Spanning 35,400 sq km, the Hainan FTZ will be much bigger than the total area of the other 11 existing FTZs in the country, which are only 120 sq km each.

According to the approved plan, the Hainan FTZ will see a significant relaxation of market access for foreign firms in sectors ranging from agriculture to healthcare.

There are also plans to make the zone an international tourism and shopping hub, as well as offer services and support for the Belt and Road Initiative, China's ambitious plan to revive ancient trading routes on land and sea.

Refuting earlier media reports that there could be plans to build a casino on the island known for its tropical weather and sandy beaches, a local official said there was no such plan.

"No, there is no plan for a casino," Ms Kang Baiying, deputy director-general of Hainan's Foreign and Overseas Chinese Affairs Office, told The Straits Times on Wednesday (Oct 17).

Her comments came after the province's leader was reported as saying that the government would not allow gambling or horse-racing on the island.

"Some online comments about opening casinos, allowing gambling and horse-racing, or copy from capitalism and adopt overall private ownership, are divorced from China's reality and (they are) resolutely not allowed," Hainan's community party chief Liu Cigui was quoted as saying by the Hainan Daily.

Bloomberg reported in February that China was considering allowing sports betting or a lottery in Hainan in a move that could open the door to casinos and make the province an alternative to Macau, currently the only place in China where casino gambling is permitted.
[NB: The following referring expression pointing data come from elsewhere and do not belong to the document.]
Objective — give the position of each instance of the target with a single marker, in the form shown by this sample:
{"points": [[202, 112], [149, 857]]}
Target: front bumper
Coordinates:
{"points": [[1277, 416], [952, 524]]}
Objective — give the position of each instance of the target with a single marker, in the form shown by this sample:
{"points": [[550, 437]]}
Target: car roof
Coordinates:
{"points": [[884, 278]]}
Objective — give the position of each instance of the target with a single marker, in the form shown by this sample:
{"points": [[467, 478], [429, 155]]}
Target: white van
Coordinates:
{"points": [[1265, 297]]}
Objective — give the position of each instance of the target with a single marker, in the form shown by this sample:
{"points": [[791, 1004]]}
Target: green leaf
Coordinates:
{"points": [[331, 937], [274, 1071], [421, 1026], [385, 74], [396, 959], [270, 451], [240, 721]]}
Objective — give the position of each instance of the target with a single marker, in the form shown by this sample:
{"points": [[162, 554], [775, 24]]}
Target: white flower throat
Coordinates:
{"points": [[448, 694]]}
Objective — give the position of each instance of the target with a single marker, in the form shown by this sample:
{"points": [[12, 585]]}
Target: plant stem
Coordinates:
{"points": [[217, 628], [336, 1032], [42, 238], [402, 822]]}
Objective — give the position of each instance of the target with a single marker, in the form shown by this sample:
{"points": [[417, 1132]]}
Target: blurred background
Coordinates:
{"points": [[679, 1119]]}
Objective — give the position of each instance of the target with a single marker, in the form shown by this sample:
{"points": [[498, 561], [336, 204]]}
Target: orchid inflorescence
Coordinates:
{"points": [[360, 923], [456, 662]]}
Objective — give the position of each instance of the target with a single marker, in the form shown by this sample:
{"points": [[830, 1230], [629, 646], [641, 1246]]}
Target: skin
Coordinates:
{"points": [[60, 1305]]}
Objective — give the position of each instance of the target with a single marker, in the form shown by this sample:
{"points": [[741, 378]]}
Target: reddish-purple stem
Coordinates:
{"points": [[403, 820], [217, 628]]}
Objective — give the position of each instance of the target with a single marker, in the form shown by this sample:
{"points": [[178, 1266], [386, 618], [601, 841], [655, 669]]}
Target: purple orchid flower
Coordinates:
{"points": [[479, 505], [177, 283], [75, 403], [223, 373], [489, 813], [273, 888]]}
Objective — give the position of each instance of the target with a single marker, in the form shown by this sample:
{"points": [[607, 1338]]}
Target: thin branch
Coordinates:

The announcement would come as no surprise to most observers.

"It's almost impossible for Beijing to allow the building of physical casinos... Casinos (are) against the overall ideology and the rules and laws of China," Mr Su Guojing, founder of the China Lottery Industry Salon and an industry veteran, told the South China Morning Post in May.

The Chinese government, however, has a slew of measures to boost growth for its southernmost province.

According to a notice released by the State Council, the Hainan FTZ would open up sectors including seed production, tourism, medical care, aviation, and new energy vehicle manufacturing, by aiming to "significantly relax the access to foreign capital".

The gross domestic product last year of Hainan province, slightly bigger than the size of Taiwan, was 446 billion yuan (S$89 billion).